A small San Diego-based screen printing outfit is taking new strides in the coffee accoutrement game, offering shirts with lovely coffee-related designs that are actually printed with pigment ink converted from spent coffee grounds. In short, they are shirts about coffee, made with coffee.
Coffee Printed is the coffee-focused venture that, upon its specialized and unique demand, grew out of the small, family-owned screen printing business Domestic Stencilworks.
“We launched Coffee Printed officially this past October, 2016. However, we have been printing with coffee and traditional inks professionally for the past five years under the name Domestic Stencilworks,” said Coffee Printed lead designer Alex White. “Instead of it just being an arm of our existing screen printing business, we decided to rebrand and build an entire product line around our coffee prints.”
White and his wife Jade, a full-time math teacher who handles the company’s finances, launched Coffee Printed along with Jade’s father Jay Mohr, who has more than 35 years in the printing trade and now serves as production manager, passing his expertise down to the next generation.
Yet screen printing with coffee pigment is not an established practice in the print world, and so far as Alex White knows, Coffee Printed is the only company working coffee ink into garments, as opposed to paper or other more forgiving surfaces. White said he and Mohr have been experimenting in coffee printing R&D for the better part of five years, resulting in more than 1,000 test prints and washes.
Said White, “We actually created this process all on our own. Mainly through trial and error and a good amount of research into the history of fabric dying.”
White is hesitant to publicly disclose all the secrets, but said the basic production method involves taking large amounts of spent grounds — either from their own home coffee adventures or from local roaster/retailers — and brewing them in a vinegar-based solution for a minimum of two weeks, before the solution is strained, reduced significantly by heat to intensify opacity, and then thickened to mimic the consistency of screen ink.

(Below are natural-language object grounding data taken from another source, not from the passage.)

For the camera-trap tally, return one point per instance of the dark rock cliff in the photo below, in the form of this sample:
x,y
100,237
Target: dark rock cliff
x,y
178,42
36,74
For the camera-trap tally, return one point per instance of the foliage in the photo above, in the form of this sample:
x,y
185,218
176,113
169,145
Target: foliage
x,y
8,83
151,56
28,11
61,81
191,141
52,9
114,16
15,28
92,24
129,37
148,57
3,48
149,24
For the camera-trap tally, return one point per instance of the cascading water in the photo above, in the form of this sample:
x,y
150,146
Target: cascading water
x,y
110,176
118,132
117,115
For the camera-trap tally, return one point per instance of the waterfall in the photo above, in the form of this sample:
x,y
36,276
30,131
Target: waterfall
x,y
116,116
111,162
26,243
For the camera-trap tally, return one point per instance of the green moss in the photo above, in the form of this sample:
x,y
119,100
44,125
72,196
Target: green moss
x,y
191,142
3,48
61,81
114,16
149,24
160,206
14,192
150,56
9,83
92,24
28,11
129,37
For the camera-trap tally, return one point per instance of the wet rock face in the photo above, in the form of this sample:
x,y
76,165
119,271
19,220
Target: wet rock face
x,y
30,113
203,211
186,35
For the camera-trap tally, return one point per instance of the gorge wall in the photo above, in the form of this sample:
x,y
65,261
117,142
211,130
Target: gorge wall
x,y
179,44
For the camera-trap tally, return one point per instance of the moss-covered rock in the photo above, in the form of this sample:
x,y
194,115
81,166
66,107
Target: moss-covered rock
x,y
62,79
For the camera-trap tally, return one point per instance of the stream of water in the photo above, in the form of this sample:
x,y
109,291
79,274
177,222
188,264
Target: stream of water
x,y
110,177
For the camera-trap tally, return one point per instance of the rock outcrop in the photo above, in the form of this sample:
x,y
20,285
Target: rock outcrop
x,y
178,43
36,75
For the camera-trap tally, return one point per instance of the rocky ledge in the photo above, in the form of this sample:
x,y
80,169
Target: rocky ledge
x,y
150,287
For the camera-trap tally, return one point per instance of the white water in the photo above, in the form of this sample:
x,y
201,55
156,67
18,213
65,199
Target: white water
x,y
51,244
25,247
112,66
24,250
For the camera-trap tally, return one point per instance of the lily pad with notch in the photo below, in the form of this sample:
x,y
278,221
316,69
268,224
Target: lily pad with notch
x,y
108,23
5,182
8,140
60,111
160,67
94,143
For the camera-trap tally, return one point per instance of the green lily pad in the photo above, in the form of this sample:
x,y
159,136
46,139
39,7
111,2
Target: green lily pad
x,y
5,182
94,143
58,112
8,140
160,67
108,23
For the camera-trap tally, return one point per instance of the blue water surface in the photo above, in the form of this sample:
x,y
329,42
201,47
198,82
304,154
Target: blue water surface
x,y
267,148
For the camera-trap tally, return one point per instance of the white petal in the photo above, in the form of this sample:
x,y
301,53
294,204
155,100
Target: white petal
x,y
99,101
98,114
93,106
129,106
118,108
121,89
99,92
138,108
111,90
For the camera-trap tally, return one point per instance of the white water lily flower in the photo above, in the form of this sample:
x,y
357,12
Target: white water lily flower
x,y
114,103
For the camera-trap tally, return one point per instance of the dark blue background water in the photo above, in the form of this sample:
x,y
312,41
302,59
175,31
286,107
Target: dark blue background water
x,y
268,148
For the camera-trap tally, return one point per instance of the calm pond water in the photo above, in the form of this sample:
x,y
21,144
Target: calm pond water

For the design process, White is both limited and inspired by the coffee ink itself. “I have a background in design and a love for clean, simple, and what I call ‘wearable’ graphics,” he said. “Because our coffee dye only prints in one color — super dark brown — it further simplifies my design process which I see as a good thing… It makes perfect sense that our designs should remain focused on celebrating coffee in fun, simple, wearable ways.”